Concept

Fox River Grove, Illinois

Summary
Fox River Grove (FRG) is a village in Algonquin Township, McHenry County and Cuba Township, Lake County, Illinois, United States. As per 2020 census, the population was 4,702. In 1919, the village of Fox River Grove was officially incorporated, becoming the ninth village in McHenry County. The Grove is situated along the southern shore of the Fox River. Residents refer to themselves as "Grovers." Long before the arrival of Europeans, Native Americans called the land within Fox River Grove home. The Ojibwe (also known as Chippewa) people continued to winter in the Fox River Valley into the 1860s. The women traded beadwork and purses with local settlers while the men trapped muskrat and mink, selling the pelts in nearby Barrington, Illinois. The area's proximity to Northwest Highway (Route 14), a major military and trade road, enabled such commerce to thrive. The men also made fence posts for local farmers and would "spear fish at night using torches attached to the ends of their birchbark canoes." When spring came, they traveled north to their summer lands in Wisconsin. Between 1816 and 1833, the Ojibwe and U.S. governments engaged in peace talks, resulting in several land cession treaties being signed. Eventually, the federal government took control of all Ojibwe land in Illinois.

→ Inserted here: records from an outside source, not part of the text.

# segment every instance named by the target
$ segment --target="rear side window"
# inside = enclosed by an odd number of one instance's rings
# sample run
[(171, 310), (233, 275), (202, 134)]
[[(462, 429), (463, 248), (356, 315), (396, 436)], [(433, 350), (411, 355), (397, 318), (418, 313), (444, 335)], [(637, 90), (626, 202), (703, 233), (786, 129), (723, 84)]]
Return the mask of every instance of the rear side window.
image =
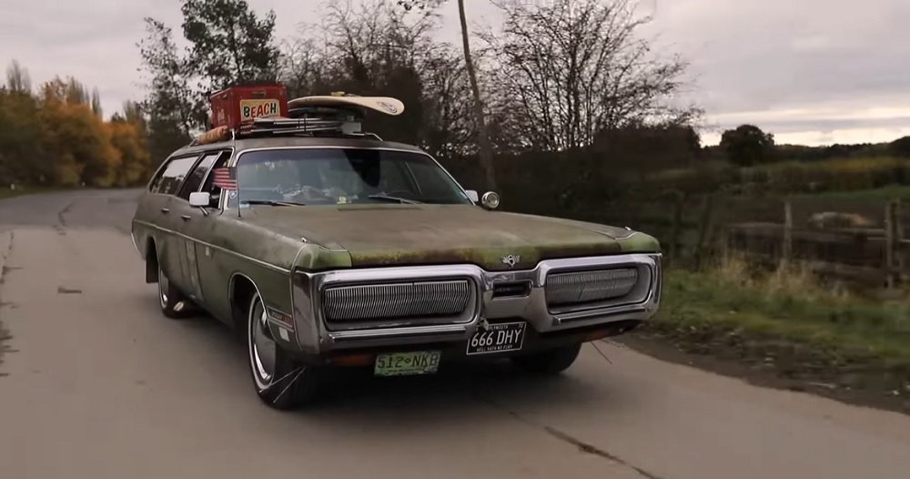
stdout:
[(176, 195), (180, 189), (183, 178), (189, 172), (189, 168), (193, 168), (198, 158), (197, 156), (183, 157), (170, 160), (165, 167), (164, 172), (161, 173), (161, 178), (156, 181), (157, 184), (154, 185), (152, 193)]
[(183, 184), (183, 189), (180, 189), (180, 198), (188, 201), (189, 194), (198, 191), (199, 187), (202, 186), (202, 180), (206, 178), (206, 173), (219, 155), (221, 155), (221, 152), (216, 151), (214, 153), (206, 153), (206, 156), (202, 157), (202, 161), (199, 161), (199, 164), (193, 168), (193, 172), (189, 174), (187, 181)]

The rapid increase of European-American settlers, coupled with pressures from the government and military, eventually forced this dynamic and proud people to leave the lands that would soon become the FRG and relocate west of the Mississippi River. Pioneers built homesteads in the Fox River Valley between 1830 and 1860. They were originally drawn to the area that would become Fox River Grove for its scenery and abundance of water. Some of the first settlers to call the Grove home were Czechoslovakian immigrants who—by way of Chicago—established a Bohemian enclave along the Fox River. Attracted to the area for its prime fishing spots and access to 19th-century entertainment venues, Czechs built cottages among the village's hills and on the river's southern bank.